Honestly, I'd prefer to go with one or two commits a day instead of having the urge to commit each and every changes. Just relax, think, test and give final confident commit is what I do!
I think the number of commits is not a good measure for a developer. Source code should have committed when it should have a requirement to commit since lots of commits make repository more complex. According to my opinion, you should do a commit for a code change with a well-defined set of requirement. If you need to save your change on a git branch, instead of a commit, amend it to the previous commit. Another thing is that commit is not the only dimension to measure the productivity of a developer. It also includes code reviews and issue reporting.
We could also measure how many packets of Cheetos they ate as a kid, it's equally useful as a metric.
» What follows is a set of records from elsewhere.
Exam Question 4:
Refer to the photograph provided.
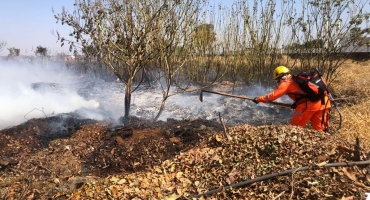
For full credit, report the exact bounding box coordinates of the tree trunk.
[125,80,132,118]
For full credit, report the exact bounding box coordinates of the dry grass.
[331,61,370,150]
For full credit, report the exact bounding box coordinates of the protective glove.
[290,103,297,109]
[252,97,259,104]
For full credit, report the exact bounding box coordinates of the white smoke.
[0,59,291,129]
[0,62,99,129]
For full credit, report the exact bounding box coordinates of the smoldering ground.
[0,62,291,129]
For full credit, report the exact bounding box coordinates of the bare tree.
[286,0,370,82]
[35,45,48,57]
[153,0,222,120]
[8,47,21,57]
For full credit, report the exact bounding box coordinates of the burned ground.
[0,114,370,199]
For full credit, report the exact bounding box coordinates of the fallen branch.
[186,160,370,199]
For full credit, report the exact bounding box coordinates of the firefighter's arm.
[257,81,290,103]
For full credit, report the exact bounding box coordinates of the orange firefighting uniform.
[257,75,331,130]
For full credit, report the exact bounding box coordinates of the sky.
[0,0,368,55]
[0,0,230,55]
[0,0,74,55]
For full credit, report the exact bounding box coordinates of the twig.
[289,167,301,200]
[272,191,285,200]
[18,178,30,200]
[218,113,232,141]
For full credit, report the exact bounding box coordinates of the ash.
[78,77,292,126]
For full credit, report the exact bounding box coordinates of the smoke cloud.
[0,62,101,129]
[0,62,292,129]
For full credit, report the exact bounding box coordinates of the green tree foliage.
[284,0,369,82]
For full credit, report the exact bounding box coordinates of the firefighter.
[253,66,330,131]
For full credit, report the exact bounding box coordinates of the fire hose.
[186,160,370,199]
[199,90,292,108]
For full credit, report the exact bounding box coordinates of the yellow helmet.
[272,66,290,80]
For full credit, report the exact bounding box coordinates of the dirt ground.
[0,114,370,200]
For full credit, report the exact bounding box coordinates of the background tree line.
[4,0,370,119]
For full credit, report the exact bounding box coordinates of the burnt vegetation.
[0,0,370,199]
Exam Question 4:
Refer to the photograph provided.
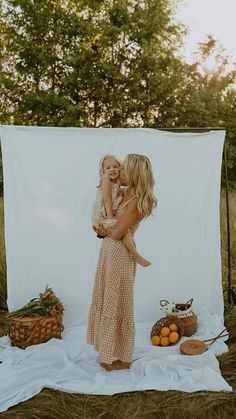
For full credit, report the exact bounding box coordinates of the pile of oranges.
[152,323,179,346]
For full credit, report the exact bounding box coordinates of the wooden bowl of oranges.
[151,316,184,347]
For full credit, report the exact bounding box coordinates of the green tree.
[3,0,186,127]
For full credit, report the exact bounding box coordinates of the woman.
[87,154,157,371]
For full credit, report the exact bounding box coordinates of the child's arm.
[101,179,114,218]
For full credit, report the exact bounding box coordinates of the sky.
[176,0,236,63]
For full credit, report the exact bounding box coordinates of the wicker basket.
[9,317,64,349]
[151,316,184,345]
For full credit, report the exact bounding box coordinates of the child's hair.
[99,154,122,181]
[123,154,158,218]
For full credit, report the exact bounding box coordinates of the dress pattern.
[87,197,139,364]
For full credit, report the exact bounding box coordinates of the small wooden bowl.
[180,339,208,355]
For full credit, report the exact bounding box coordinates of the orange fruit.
[161,327,170,336]
[169,323,178,332]
[169,332,179,343]
[161,336,170,346]
[152,336,161,346]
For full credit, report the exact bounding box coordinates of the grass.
[0,191,236,419]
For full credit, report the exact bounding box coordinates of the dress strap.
[121,195,137,207]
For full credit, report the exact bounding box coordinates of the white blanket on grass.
[0,310,232,412]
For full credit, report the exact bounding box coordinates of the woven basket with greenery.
[7,287,64,349]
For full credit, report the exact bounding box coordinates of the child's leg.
[122,229,151,267]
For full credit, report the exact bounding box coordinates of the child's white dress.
[91,178,123,228]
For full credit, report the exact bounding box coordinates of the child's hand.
[97,224,106,237]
Particularly when you consider some people seem to commit every line of code separately; while others rebase and squash a week's work into one.
I suggest you simply make logically-separate, succinctly-commented commits that help you get your work done and it should work out fine :)
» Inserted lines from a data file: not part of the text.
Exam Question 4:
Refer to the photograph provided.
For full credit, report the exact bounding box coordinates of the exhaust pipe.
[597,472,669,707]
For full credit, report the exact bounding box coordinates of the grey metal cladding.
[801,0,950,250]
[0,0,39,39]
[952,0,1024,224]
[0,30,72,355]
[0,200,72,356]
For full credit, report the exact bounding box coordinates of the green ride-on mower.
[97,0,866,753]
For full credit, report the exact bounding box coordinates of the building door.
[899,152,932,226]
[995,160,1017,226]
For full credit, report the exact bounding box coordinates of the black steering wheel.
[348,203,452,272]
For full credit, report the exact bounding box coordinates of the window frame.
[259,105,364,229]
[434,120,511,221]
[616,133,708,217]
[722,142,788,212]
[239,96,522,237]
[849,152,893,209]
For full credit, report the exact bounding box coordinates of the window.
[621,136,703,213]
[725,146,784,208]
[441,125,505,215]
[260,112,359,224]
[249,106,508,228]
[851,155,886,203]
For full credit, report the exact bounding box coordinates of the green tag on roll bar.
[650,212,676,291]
In my opinion, the amount of commits does not mean anything and only wastes time when done incorrectly.
You want to create a meaningful git history, where you can easily go back and revert a specific feature that might have introduced a bug or issue that you want to undo.
This is a very hard task to accomplish when you fill your git history with spam commits just for the sake of producing commits.
Hmm my opinion, as a parable:
One of the major mistakes of IBM was to charge microsoft per LoC so they purposely added more code than necessary damaging the product in the longterm because it made sense from an economic perspective.
So back to the nature of the problem: Some people like to commit 100 small commits others just 2 meaningful commits.
Some people measure by applied change others measure by the absence of needed change.
So what is more valuable? Someone who does a lot hence can make a lot of mistakes? or someone who thinks and does as little as possible hence has a lower probability to produce bugs?
Even there we have different dimensions between lazy, incompetent, motivation, thoughtful .... so the idea shouldn't be an arbitrary number as a measure of quality or output.
Personally I would go for 1 commit of the current state of the day. If I spent 8 hours planning and drawing there will be no commit.
The idea of measuring commits is like the idea of measuring LoC it measures throughput in a quantitative way.
That's all you get / do with this
I don't think doing multiple commits a day in GitHub should be a goal. It's just not the focus - otherwise you would write one line of code and then commit to GitHub saying "added line 234 in AnyOneFile.code".
In addition, aren't you wasting your time committing your code to GitHub 20 times a day, if you could update everything just 5 times a day.
Your goal should be adding a major feature in so and so days. For example, one of my goals was to implement match-making for my Android board game "Surakarta" in one day.
Sorry if my post was a bit discouraging.
Jeff Johnson
Tech Leaderhip
In my experience, the top performers will have a github activity graph that lights up. Usually multiple commits per day, or at least 2-3 per week.
If someone is going an entire week or multiple weeks without any github activity, they either better be on PTO or be in a leadership/management position. Otherwise, I would have serious concerns about what they are doing (if anything) or how they are doing it.